I think I’ve met a True Yogi.
At the weekend I had the great privilege of attending a workshop led by Stewart Gilchrist at my yoga home. During a two and a half hour class titled ‘Chakra-ise the Asana’ Stewart taught us about the chakras (our wheels or nerve centres of power) in relation to the asanas we ‘lay out’ (Stewart expressed that ‘lay out’ is the correct term, rather than ‘perform’). He also told us about how it has now been scientifically proven that chakras do exist – it’s not the la-la hippy nonsense that many thought for a long time.
I’d arrived on the mat with some trepidation. Knowing a little of Stewart’s reputation I already knew this would be no beginner’s class. Then he actually tells us as much, but adds that anyone can do it as long as they listen, even his Scottish Granny. With that, I am convinced Stewart’s Granny is a far better woman than me! I exchange a look with my neighbour and realise I am not the only one feeling a bit fearful of what lies ahead…
“Yoga without devotion is just keep fit”, Stewart tells us. This I believe. When I first started yoga I just thought of it as exercise but I now know it is so much more. For Stewart’s class, I dedicate my practice to someone I know whose Mum passed away earlier in the week.

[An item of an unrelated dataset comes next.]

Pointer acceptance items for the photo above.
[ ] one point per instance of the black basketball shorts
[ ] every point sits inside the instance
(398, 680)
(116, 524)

Then we begin moving. The pace is quick and then… it gets quicker! Never before in a class have I been so aware of the importance of remembering to breathe! During a seemingly endless sequence of vinyasas my triceps burn and I wonder if I’ll be able to go on. Yet, somehow – thanks to my breath – I do. As we continue to move through the dynamic practice there is so much information to take in as Stewart works through the chakra system. I know I won’t remember everything, but if a fraction of it stays with me I’ll be happy. It’s certainly fuelled my desire to learn more.
Even though the room is packed out, Stewart darts about making adjustments and miraculously it seems as though every single person in the room gets his attention. Though some of the hands-on adjustments are quite strong, I really like this. I’ve learned this approach particularly works for me through the handful of Jivamukti classes I’ve taken part in so far. I feel the hands-on adjustments very directly show rather than tell me where I am working towards in an asana. And I’ve found that combined with verbal instruction really helps me to understand better.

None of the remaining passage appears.